DATE: Friday, July 11, 1997 TAG: 9707110634 SECTION: FRONT PAGE: A6 EDITION: FINAL SOURCE: THE WASHINGTON POST DATELINE: WASHINGTON LENGTH: 51 lines
The government's $21 billion-a-year veterans benefits program has been severely criticized in a draft report by the National Academy of Public Administration, which portrays Veterans Affairs officials as incompetent managers whose actions ultimately could disrupt the flow of government checks to about 4 million people.
Instead of improving during the term of recently resigned Secretary Jesse Brown, who was regarded as a benefits expert, the program ``has gotten worse'' and could face ``potentially disastrous consequences'' in coming years, the report said.
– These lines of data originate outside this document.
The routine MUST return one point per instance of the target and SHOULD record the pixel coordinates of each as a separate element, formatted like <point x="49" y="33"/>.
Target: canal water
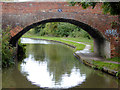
<point x="52" y="65"/>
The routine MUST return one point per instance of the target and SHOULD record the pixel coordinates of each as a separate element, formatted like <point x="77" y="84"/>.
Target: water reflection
<point x="53" y="65"/>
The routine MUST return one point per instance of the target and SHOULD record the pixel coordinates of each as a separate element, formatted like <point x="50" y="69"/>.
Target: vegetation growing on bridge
<point x="59" y="29"/>
<point x="8" y="51"/>
<point x="112" y="8"/>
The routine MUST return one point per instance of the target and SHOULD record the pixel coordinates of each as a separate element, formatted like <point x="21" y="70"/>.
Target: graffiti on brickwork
<point x="112" y="32"/>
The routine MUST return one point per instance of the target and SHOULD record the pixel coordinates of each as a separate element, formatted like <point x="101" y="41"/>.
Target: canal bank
<point x="92" y="60"/>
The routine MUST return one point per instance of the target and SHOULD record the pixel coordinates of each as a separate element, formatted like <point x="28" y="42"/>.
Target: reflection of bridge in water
<point x="23" y="16"/>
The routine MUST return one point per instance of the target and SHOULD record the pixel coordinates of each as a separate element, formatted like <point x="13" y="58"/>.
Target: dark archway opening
<point x="101" y="45"/>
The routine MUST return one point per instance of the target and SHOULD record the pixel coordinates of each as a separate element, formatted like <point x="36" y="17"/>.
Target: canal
<point x="52" y="65"/>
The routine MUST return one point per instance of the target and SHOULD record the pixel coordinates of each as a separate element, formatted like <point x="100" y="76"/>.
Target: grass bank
<point x="77" y="45"/>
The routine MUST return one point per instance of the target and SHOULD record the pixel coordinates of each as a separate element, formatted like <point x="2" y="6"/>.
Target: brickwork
<point x="21" y="15"/>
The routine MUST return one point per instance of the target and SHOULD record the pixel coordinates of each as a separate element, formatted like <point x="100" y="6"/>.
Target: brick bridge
<point x="22" y="16"/>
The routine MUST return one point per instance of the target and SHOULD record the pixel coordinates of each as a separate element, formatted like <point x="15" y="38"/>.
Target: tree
<point x="112" y="8"/>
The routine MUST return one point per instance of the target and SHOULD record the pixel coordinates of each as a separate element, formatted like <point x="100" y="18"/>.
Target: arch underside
<point x="99" y="39"/>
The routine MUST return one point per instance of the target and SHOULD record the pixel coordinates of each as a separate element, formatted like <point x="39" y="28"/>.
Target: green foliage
<point x="118" y="73"/>
<point x="116" y="59"/>
<point x="21" y="51"/>
<point x="111" y="7"/>
<point x="7" y="49"/>
<point x="108" y="7"/>
<point x="111" y="66"/>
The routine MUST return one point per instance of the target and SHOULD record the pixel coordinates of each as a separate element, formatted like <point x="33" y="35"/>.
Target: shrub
<point x="7" y="49"/>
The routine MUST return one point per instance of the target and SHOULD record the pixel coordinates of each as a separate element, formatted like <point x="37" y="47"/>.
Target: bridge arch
<point x="101" y="44"/>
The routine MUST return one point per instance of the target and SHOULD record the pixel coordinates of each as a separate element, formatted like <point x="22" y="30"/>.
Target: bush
<point x="7" y="49"/>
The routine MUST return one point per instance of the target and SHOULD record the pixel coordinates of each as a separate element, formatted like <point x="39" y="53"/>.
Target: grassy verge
<point x="110" y="66"/>
<point x="116" y="59"/>
<point x="77" y="45"/>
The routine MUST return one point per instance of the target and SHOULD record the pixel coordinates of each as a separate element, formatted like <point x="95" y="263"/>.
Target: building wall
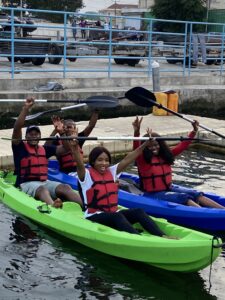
<point x="217" y="4"/>
<point x="214" y="4"/>
<point x="145" y="3"/>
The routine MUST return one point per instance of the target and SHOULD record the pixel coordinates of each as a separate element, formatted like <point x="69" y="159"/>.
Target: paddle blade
<point x="101" y="101"/>
<point x="141" y="96"/>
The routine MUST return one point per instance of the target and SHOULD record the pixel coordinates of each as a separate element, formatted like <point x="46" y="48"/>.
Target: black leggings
<point x="124" y="219"/>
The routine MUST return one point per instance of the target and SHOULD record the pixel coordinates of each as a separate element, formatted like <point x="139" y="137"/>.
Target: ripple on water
<point x="38" y="265"/>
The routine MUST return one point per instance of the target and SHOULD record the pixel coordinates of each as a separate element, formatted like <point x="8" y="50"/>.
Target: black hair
<point x="69" y="121"/>
<point x="94" y="154"/>
<point x="164" y="151"/>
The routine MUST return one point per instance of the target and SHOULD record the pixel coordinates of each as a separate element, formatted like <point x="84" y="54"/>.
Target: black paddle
<point x="113" y="138"/>
<point x="94" y="101"/>
<point x="89" y="99"/>
<point x="142" y="97"/>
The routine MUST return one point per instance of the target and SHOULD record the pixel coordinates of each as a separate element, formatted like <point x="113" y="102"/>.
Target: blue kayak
<point x="204" y="219"/>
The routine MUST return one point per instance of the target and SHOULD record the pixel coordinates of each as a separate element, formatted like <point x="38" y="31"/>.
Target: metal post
<point x="155" y="76"/>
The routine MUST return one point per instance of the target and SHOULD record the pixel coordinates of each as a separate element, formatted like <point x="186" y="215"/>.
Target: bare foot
<point x="58" y="203"/>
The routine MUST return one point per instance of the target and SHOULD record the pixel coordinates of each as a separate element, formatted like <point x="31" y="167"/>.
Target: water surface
<point x="37" y="264"/>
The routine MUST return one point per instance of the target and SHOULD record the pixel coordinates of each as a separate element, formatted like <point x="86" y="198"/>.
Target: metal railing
<point x="54" y="49"/>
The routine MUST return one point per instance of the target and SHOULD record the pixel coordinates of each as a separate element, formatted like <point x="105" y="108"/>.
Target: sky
<point x="95" y="5"/>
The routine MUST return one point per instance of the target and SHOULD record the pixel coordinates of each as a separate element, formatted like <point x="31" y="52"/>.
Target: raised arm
<point x="74" y="148"/>
<point x="182" y="146"/>
<point x="137" y="126"/>
<point x="58" y="128"/>
<point x="91" y="124"/>
<point x="17" y="130"/>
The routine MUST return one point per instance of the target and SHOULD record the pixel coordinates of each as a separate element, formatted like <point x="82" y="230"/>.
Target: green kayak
<point x="191" y="252"/>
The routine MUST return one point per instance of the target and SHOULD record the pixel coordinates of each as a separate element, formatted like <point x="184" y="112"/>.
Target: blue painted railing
<point x="40" y="45"/>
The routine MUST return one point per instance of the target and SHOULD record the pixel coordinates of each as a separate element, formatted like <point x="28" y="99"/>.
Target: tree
<point x="60" y="5"/>
<point x="184" y="10"/>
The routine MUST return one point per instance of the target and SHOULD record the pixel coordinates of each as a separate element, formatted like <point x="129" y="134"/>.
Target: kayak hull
<point x="203" y="219"/>
<point x="191" y="252"/>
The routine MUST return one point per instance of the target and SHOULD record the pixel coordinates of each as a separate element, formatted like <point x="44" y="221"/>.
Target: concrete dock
<point x="122" y="127"/>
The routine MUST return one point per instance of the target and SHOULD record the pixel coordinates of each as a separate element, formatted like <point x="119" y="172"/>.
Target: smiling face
<point x="69" y="127"/>
<point x="154" y="147"/>
<point x="101" y="163"/>
<point x="33" y="134"/>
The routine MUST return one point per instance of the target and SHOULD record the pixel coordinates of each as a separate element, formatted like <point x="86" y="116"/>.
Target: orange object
<point x="161" y="98"/>
<point x="172" y="102"/>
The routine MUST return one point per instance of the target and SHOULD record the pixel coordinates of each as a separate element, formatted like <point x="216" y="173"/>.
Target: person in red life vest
<point x="31" y="163"/>
<point x="68" y="128"/>
<point x="99" y="191"/>
<point x="155" y="172"/>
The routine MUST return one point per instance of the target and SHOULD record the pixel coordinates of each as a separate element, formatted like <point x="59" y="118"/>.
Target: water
<point x="36" y="264"/>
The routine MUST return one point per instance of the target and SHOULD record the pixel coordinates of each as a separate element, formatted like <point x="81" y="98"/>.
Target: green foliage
<point x="184" y="10"/>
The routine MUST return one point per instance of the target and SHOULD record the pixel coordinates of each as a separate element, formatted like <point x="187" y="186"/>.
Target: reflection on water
<point x="37" y="264"/>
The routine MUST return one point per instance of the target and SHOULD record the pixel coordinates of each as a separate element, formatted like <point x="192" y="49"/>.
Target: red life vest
<point x="66" y="160"/>
<point x="156" y="176"/>
<point x="35" y="165"/>
<point x="103" y="195"/>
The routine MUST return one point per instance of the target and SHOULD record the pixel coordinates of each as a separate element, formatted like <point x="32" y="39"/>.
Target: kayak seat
<point x="130" y="187"/>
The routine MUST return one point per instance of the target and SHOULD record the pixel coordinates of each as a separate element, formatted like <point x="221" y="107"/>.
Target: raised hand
<point x="29" y="102"/>
<point x="137" y="124"/>
<point x="195" y="125"/>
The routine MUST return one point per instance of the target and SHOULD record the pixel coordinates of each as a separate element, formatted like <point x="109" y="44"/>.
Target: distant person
<point x="98" y="23"/>
<point x="83" y="24"/>
<point x="74" y="29"/>
<point x="106" y="26"/>
<point x="31" y="163"/>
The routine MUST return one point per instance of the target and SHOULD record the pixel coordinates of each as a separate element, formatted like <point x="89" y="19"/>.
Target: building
<point x="118" y="10"/>
<point x="211" y="4"/>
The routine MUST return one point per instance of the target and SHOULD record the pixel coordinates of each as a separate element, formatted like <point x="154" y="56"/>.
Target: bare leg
<point x="204" y="201"/>
<point x="65" y="192"/>
<point x="43" y="194"/>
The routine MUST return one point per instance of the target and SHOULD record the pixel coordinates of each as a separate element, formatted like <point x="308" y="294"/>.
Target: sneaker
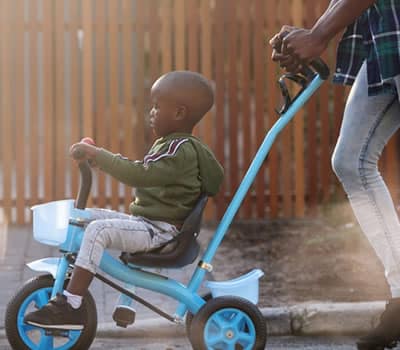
<point x="57" y="314"/>
<point x="387" y="333"/>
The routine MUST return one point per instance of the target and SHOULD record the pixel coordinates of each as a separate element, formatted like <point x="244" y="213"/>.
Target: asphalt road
<point x="274" y="343"/>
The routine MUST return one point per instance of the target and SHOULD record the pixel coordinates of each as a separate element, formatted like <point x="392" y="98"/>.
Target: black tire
<point x="189" y="315"/>
<point x="30" y="287"/>
<point x="251" y="322"/>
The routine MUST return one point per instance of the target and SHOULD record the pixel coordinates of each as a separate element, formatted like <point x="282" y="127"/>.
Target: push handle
<point x="321" y="68"/>
<point x="85" y="185"/>
<point x="86" y="175"/>
<point x="318" y="65"/>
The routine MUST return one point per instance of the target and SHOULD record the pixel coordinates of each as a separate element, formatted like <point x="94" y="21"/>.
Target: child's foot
<point x="387" y="333"/>
<point x="57" y="314"/>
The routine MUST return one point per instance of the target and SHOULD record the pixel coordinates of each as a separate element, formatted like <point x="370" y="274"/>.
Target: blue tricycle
<point x="225" y="319"/>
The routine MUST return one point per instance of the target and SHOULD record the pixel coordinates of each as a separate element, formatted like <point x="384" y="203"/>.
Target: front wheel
<point x="228" y="323"/>
<point x="34" y="294"/>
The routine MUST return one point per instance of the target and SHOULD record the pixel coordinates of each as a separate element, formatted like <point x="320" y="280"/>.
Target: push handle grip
<point x="321" y="68"/>
<point x="318" y="65"/>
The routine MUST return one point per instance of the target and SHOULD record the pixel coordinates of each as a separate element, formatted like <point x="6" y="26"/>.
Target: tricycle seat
<point x="180" y="251"/>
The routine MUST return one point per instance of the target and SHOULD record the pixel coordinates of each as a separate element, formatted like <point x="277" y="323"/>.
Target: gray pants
<point x="120" y="231"/>
<point x="368" y="124"/>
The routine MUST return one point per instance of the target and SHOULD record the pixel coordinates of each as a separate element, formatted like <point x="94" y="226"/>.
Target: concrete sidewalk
<point x="17" y="247"/>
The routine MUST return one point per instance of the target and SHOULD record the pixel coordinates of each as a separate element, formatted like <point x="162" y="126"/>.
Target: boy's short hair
<point x="193" y="90"/>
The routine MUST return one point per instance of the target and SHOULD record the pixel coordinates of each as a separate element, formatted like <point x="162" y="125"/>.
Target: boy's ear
<point x="181" y="112"/>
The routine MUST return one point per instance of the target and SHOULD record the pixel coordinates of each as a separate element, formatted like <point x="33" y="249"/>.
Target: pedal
<point x="124" y="315"/>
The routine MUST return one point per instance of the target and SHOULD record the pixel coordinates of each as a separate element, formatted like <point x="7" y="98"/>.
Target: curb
<point x="301" y="319"/>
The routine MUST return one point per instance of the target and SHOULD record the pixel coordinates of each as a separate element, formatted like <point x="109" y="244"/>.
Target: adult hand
<point x="303" y="44"/>
<point x="82" y="151"/>
<point x="286" y="59"/>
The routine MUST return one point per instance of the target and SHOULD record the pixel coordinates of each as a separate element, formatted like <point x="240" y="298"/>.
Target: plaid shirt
<point x="374" y="37"/>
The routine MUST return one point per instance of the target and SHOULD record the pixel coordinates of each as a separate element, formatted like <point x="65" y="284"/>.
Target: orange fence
<point x="73" y="68"/>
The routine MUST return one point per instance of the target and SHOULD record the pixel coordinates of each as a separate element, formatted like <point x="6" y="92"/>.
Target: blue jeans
<point x="368" y="124"/>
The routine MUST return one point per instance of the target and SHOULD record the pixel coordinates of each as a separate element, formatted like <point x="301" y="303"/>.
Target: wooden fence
<point x="73" y="68"/>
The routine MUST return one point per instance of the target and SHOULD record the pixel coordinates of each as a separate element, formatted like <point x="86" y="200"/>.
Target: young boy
<point x="168" y="182"/>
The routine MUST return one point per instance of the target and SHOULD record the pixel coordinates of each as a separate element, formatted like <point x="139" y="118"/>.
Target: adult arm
<point x="301" y="45"/>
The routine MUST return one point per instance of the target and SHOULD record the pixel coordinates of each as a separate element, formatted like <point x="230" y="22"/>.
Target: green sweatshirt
<point x="169" y="179"/>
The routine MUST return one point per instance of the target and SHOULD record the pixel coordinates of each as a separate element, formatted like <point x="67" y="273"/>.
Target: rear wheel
<point x="189" y="315"/>
<point x="34" y="294"/>
<point x="228" y="323"/>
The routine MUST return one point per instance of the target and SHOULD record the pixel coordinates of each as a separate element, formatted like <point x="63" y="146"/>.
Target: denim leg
<point x="368" y="124"/>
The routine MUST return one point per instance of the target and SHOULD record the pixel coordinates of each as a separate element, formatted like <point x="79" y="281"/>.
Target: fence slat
<point x="166" y="41"/>
<point x="114" y="116"/>
<point x="219" y="38"/>
<point x="140" y="79"/>
<point x="6" y="108"/>
<point x="128" y="90"/>
<point x="61" y="157"/>
<point x="286" y="136"/>
<point x="311" y="134"/>
<point x="20" y="144"/>
<point x="273" y="185"/>
<point x="325" y="163"/>
<point x="233" y="100"/>
<point x="33" y="152"/>
<point x="245" y="39"/>
<point x="154" y="24"/>
<point x="48" y="100"/>
<point x="179" y="24"/>
<point x="102" y="112"/>
<point x="299" y="189"/>
<point x="259" y="77"/>
<point x="206" y="69"/>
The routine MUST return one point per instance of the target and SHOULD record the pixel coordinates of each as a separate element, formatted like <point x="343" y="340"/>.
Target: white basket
<point x="50" y="221"/>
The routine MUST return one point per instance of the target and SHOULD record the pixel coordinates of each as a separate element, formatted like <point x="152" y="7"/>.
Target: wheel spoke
<point x="245" y="339"/>
<point x="41" y="298"/>
<point x="46" y="342"/>
<point x="72" y="335"/>
<point x="214" y="339"/>
<point x="236" y="322"/>
<point x="26" y="327"/>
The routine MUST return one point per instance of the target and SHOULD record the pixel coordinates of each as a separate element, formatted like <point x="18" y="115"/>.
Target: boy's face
<point x="164" y="113"/>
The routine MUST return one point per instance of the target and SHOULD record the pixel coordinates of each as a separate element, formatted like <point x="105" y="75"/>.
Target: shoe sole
<point x="67" y="327"/>
<point x="375" y="347"/>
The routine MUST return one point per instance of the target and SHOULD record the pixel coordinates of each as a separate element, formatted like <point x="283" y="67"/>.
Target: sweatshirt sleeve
<point x="161" y="172"/>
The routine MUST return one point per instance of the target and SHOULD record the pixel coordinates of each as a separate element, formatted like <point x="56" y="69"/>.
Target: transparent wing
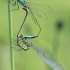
<point x="39" y="10"/>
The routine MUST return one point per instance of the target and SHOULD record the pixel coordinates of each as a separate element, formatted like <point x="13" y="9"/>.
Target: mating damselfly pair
<point x="39" y="10"/>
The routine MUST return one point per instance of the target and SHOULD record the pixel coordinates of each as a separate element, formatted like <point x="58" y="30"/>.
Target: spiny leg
<point x="21" y="28"/>
<point x="36" y="22"/>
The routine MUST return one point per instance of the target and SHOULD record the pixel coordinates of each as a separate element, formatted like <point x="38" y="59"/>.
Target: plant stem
<point x="10" y="35"/>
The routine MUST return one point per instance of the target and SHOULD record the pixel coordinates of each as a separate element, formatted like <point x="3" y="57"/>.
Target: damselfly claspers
<point x="30" y="8"/>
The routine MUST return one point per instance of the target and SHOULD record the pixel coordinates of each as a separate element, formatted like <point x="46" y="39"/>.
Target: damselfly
<point x="30" y="8"/>
<point x="55" y="65"/>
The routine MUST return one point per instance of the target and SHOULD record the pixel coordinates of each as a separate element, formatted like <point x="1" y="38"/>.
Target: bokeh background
<point x="54" y="38"/>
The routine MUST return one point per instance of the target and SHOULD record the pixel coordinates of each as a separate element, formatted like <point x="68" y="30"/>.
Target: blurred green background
<point x="54" y="38"/>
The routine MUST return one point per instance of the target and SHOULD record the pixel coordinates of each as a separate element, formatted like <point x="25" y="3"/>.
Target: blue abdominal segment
<point x="30" y="37"/>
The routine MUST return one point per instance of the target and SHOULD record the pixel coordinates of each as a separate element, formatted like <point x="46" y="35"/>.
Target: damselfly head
<point x="21" y="36"/>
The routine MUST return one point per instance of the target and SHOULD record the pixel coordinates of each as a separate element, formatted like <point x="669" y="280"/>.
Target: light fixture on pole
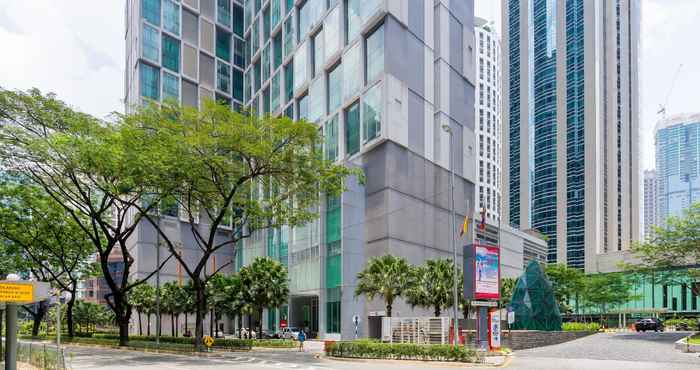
<point x="455" y="299"/>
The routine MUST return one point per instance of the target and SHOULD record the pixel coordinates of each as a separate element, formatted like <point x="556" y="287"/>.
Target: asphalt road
<point x="610" y="351"/>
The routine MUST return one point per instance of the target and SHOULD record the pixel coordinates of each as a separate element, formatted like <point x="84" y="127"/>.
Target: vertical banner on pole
<point x="494" y="330"/>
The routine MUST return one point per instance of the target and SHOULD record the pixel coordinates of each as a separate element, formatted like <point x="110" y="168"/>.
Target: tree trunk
<point x="69" y="316"/>
<point x="41" y="309"/>
<point x="259" y="333"/>
<point x="138" y="312"/>
<point x="201" y="309"/>
<point x="211" y="322"/>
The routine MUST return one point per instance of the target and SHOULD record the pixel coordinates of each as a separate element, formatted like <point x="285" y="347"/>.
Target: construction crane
<point x="662" y="108"/>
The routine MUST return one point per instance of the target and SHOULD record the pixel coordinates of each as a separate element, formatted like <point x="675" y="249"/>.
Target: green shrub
<point x="273" y="343"/>
<point x="580" y="326"/>
<point x="692" y="323"/>
<point x="399" y="351"/>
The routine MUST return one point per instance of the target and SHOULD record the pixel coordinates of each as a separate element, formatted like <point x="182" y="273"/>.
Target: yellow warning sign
<point x="16" y="293"/>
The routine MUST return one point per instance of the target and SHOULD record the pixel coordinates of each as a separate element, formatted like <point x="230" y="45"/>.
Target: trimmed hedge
<point x="580" y="326"/>
<point x="400" y="351"/>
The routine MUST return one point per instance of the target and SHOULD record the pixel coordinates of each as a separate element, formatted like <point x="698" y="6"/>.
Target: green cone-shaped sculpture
<point x="533" y="302"/>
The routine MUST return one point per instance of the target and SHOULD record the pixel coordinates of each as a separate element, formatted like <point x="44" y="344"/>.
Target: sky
<point x="75" y="48"/>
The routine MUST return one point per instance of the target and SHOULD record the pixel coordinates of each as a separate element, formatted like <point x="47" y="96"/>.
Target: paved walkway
<point x="610" y="351"/>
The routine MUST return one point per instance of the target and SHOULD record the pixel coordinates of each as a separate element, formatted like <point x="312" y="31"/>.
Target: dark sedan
<point x="648" y="324"/>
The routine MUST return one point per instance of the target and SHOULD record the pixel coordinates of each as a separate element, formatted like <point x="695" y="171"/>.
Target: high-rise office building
<point x="381" y="78"/>
<point x="649" y="202"/>
<point x="677" y="165"/>
<point x="570" y="93"/>
<point x="488" y="116"/>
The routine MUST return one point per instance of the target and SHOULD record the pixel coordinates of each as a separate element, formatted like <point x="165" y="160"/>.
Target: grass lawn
<point x="695" y="339"/>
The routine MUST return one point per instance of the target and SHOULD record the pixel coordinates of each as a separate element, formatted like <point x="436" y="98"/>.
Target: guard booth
<point x="14" y="293"/>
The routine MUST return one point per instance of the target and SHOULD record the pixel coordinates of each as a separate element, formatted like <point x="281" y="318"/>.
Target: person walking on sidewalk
<point x="301" y="338"/>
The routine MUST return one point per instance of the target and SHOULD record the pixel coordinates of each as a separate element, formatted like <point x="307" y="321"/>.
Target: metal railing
<point x="416" y="330"/>
<point x="42" y="356"/>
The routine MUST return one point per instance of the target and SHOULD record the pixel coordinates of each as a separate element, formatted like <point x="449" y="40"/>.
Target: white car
<point x="289" y="333"/>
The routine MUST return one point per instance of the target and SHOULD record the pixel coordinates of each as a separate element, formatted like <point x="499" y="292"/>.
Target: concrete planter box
<point x="524" y="339"/>
<point x="683" y="346"/>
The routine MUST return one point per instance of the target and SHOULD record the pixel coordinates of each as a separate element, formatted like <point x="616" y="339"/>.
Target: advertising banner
<point x="494" y="330"/>
<point x="486" y="272"/>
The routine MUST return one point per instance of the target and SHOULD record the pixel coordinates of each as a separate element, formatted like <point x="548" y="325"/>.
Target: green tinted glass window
<point x="274" y="13"/>
<point x="171" y="53"/>
<point x="352" y="129"/>
<point x="151" y="11"/>
<point x="150" y="43"/>
<point x="223" y="12"/>
<point x="171" y="86"/>
<point x="171" y="17"/>
<point x="237" y="84"/>
<point x="289" y="82"/>
<point x="331" y="145"/>
<point x="223" y="44"/>
<point x="223" y="76"/>
<point x="335" y="88"/>
<point x="238" y="20"/>
<point x="150" y="81"/>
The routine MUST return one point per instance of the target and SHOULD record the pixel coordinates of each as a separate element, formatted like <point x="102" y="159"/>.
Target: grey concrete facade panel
<point x="404" y="56"/>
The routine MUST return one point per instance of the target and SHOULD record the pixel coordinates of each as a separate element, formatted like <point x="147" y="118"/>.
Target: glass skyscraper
<point x="677" y="165"/>
<point x="571" y="112"/>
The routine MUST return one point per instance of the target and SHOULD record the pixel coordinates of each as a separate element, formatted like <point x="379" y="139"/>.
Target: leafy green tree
<point x="231" y="298"/>
<point x="677" y="244"/>
<point x="507" y="288"/>
<point x="605" y="291"/>
<point x="88" y="315"/>
<point x="142" y="299"/>
<point x="231" y="175"/>
<point x="387" y="276"/>
<point x="94" y="169"/>
<point x="170" y="303"/>
<point x="567" y="284"/>
<point x="265" y="283"/>
<point x="431" y="285"/>
<point x="52" y="244"/>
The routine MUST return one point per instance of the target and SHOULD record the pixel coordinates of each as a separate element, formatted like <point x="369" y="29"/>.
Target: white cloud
<point x="72" y="48"/>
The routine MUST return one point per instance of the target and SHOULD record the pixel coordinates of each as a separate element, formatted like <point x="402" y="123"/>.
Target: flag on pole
<point x="465" y="226"/>
<point x="482" y="225"/>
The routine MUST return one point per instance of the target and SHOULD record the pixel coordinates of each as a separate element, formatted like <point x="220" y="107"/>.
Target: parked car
<point x="648" y="324"/>
<point x="289" y="333"/>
Citing the VA's inability to process benefits claims quickly or plan for deep cuts in personnel, plus an ingrained fear of taking action lest members of Congress or the politically powerful veterans service organizations object, the $1 million study concluded that the department's long-troubled Veterans Benefits Administration is facing a crisis that the Clinton administration soon must resolve.
``This seemingly endless and unbreakable cycle of complaint and inaction about VBA is a major problem for the secretary, and improving its performance must be a top administration priority,'' the academy report said. ``It is time for the secretary to act.''
The report suggested that any reforms must begin with ``selection of a change-agent undersecretary for benefits with a clear charge to `fix the place.' ''
VA Secretary-designate Hershel W. Gober seemed to acknowledge last week that he has gotten the warning.
In a brief interview after his selection by President Clinton, Gober conceded major problems in the benefits program and said his top priority will be securing a benefits undersecretary ``to fix it.''
The report, delivered to the VA this spring, warned that harsh criticism of the benefits program in the past has failed to move the department to act and that, without a strong commitment from the administration and Congress, any reform effort may fail again.
Congress ordered the study, citing its frustration over the benefits program. The report did mention some signs of improvement at the VA, but said those efforts were ``at best . . . piecemeal, too slow in coming and not nearly comprehensive enough to overcome VBA's institutional resistance to reform.'' As problems emerge, ``executives resort to `old ways' even while acknowledging they no longer work,'' the report said.
To resolve some of the claims problems, the study urged the VA to revamp its network of 58 field offices, a politically sensitive bureaucracy with at least one ``regional VA office'' in every state.